# Spam



## Sausage Head (Jun 30, 2011)

GamePlayFun is spamming up the 'news' too much. They are repeating everything they spam at least once a week. They even reposted an 'article' from 2 days ago. This is getting very annoying to keep seeing "Acekard 2i Cheapest free USB reader shipping lowest in usa!! hurry!!".

oh also i think they are asking their customers to make a gbatemp account to write a 5-star review on them.

**gameplayfun is not the only shop spamming up the news page


----------



## AlanJohn (Jun 30, 2011)

Who would even bother to buy something from them.


----------



## Sausage Head (Jun 30, 2011)

the '5-star rating customers', perhaps.


----------



## RoMee (Jun 30, 2011)

I would like the option to hide shoptemp news
nothing there but spam from "fake" shops


----------



## Sausage Head (Jun 30, 2011)

it's literally spam.


----------



## AlanJohn (Jun 30, 2011)

Sausage Head said:
			
		

> it's literally spam.


Great News: Now Support V1.4.2 Edition NDSi Console & great new 3DS Console! It's a third-party product, not original.No Pokewalker included. DSi Pokemon Series Game Cards-First Season! Pokemon Pearl Upgraded V1.4.2 Edition DS/DSL/DSi/3DS Game New US$9.59


----------



## Schlupi (Jun 30, 2011)

RoMee said:
			
		

> I would like the option to hide shoptemp news
> nothing there but spam from "fake" shops



I don't think it's all spam; there ARE coupons from reliable sites. I would like the option too. I doubt it'll happen though; they pay good money to advertize front page don't they? 
	

	
	
		
		

		
			






@ AlanJohn: [url=http://gbatemp.net/index.php?showtopic=299490&st=0&p=3747178&#entry3747178]http://gbatemp.net/index.php?showtopic=299...p;#entry3747178[/url]


Yeah, I KNOW.


----------



## Sausage Head (Jun 30, 2011)

_Some other shop_ is also selling 'game all-in-one' cartridges.
256 pirated games.

"You can discuss how to find games, but you cannot link to direct sources"
I think those cartridges would fall under 'direct sources', no?


----------



## lightakejerry (Jul 1, 2011)

Sausage Head said:
			
		

> GamePlayFun is spamming up the 'news' too much. They are repeating everything they spam at least once a week. They even reposted an 'article' from 2 days ago. This is getting very annoying to keep seeing "Acekard 2i Cheapest free USB reader shipping lowest in usa!! hurry!!".
> 
> oh also i think they are asking their customers to make a gbatemp account to write a 5-star review on them.
> 
> **gameplayfun is not the only shop spamming up the news page


I'll e-mail to shoptemp to ask them shop it ASAP.Here's the new content of golden account in shoptemp as below:

News content:
In order to give everyone a chance to submit news and keep our home page clean, we are forced to put the following restrictions in place:
- You may only submit 1 news article each day
- Only submit actual news articles, e.g. new products, new discounts or special events.
- Please use regular formatting in your articles. Avoid big fonts with flashy colors.
- Our moderating team may disable articles that do not comply with the above restrictions.
Thank you for your understanding! 

So post the spam news should be banned according to the new content


----------



## pigonthetree (Jul 1, 2011)

It seems do nothing and just let it be,which will be the best thing for sale?


----------



## RoMee (Jul 1, 2011)

Schlupi said:
			
		

> RoMee said:
> 
> 
> 
> ...



yeah, not everything is spam and I appreciate the coupon codes and stuff, but you rarely see those because of all the spam.


----------



## durpy (Jul 1, 2011)

AlanJohn said:
			
		

> Who would even bother to buy something from them.

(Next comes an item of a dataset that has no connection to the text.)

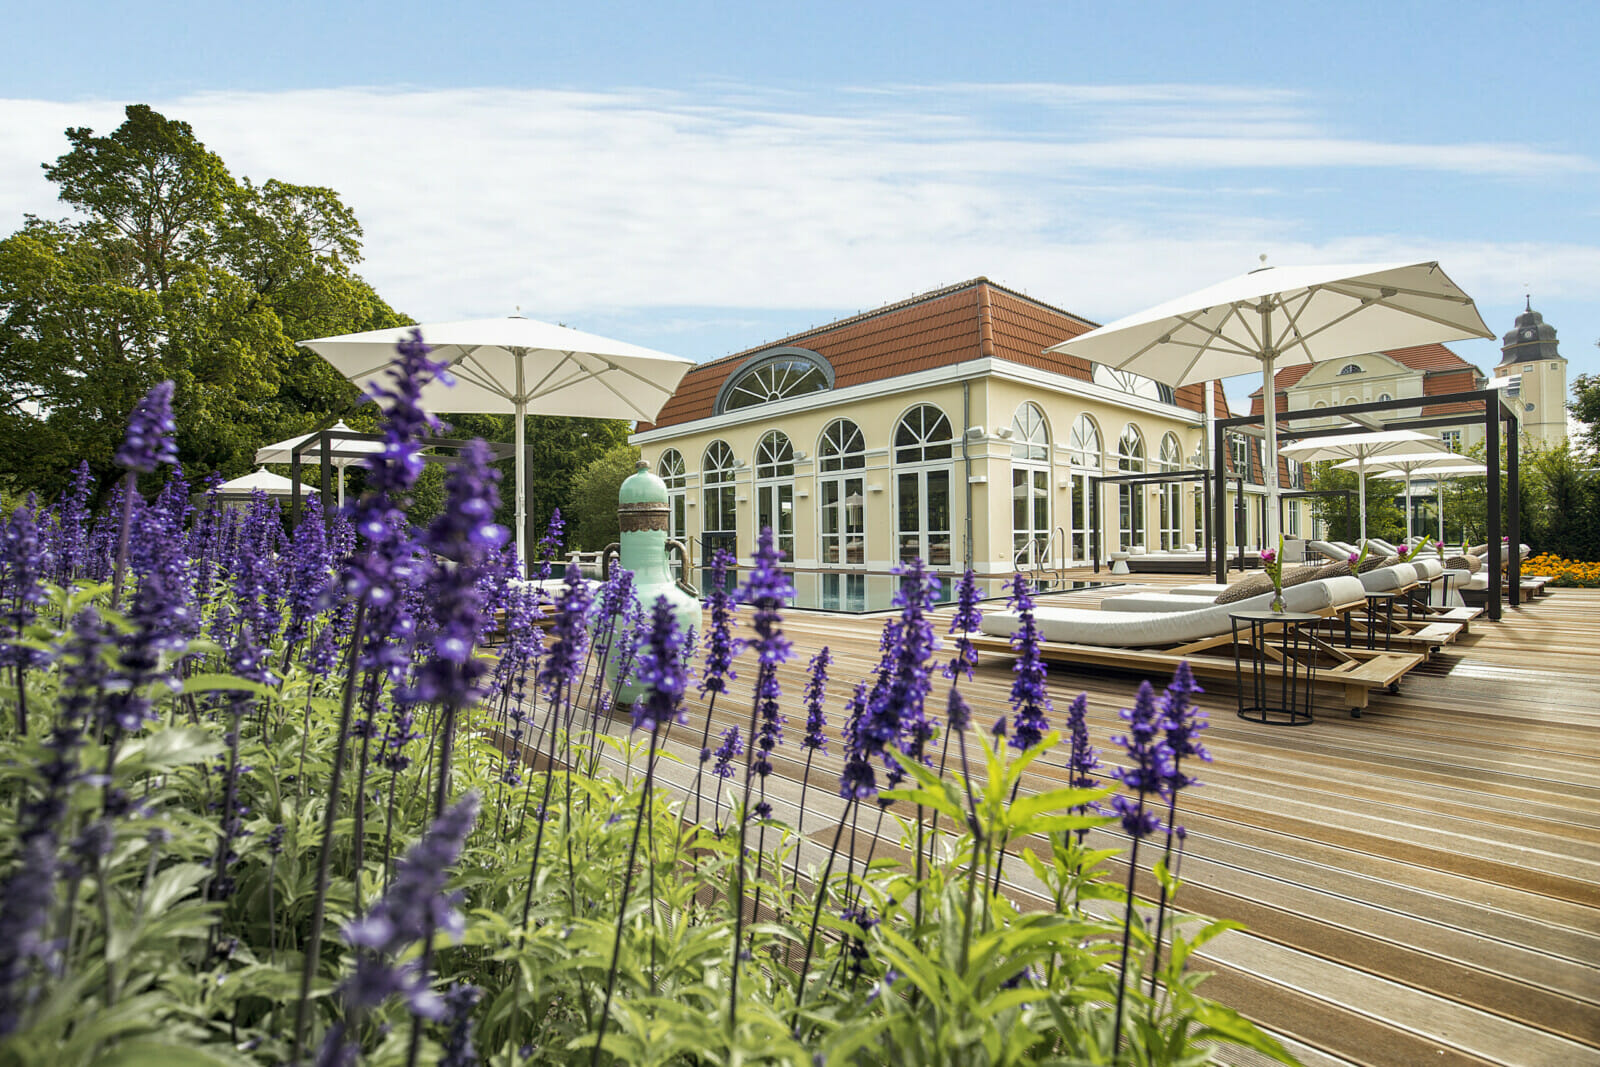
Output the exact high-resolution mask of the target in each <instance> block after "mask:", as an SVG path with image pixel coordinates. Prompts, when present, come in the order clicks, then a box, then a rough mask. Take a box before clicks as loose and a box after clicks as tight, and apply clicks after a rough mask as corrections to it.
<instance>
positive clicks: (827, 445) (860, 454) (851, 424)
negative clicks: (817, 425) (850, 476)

because with the free shipping code its the best deal unless you want to order from hong kong and wait a month. 

anyhow, i opened my bubble mailer package today (it only took 2 days to receive it after ordering it) and tried to see if my acekard 2i was real by entering the code and it passed. despite the shady website, fake reviews, and daily spam its a legit vendor. i think users are too critical of them. its not like these stores get new kinds of merchandise daily and are competing with each other. 

people generally don't bother writing good reviews because everything was as expected.
though frankly if it wasn't for the free shipping i would've probably just ordered from RHS instead.


----------



## The Catboy (Jul 1, 2011)

Personally I think we need better moderating there. Shoptemp is just filled with spam at this point and really isn't trustworthy at this point.


----------



## Sausage Head (Jul 3, 2011)

more spam hooray


----------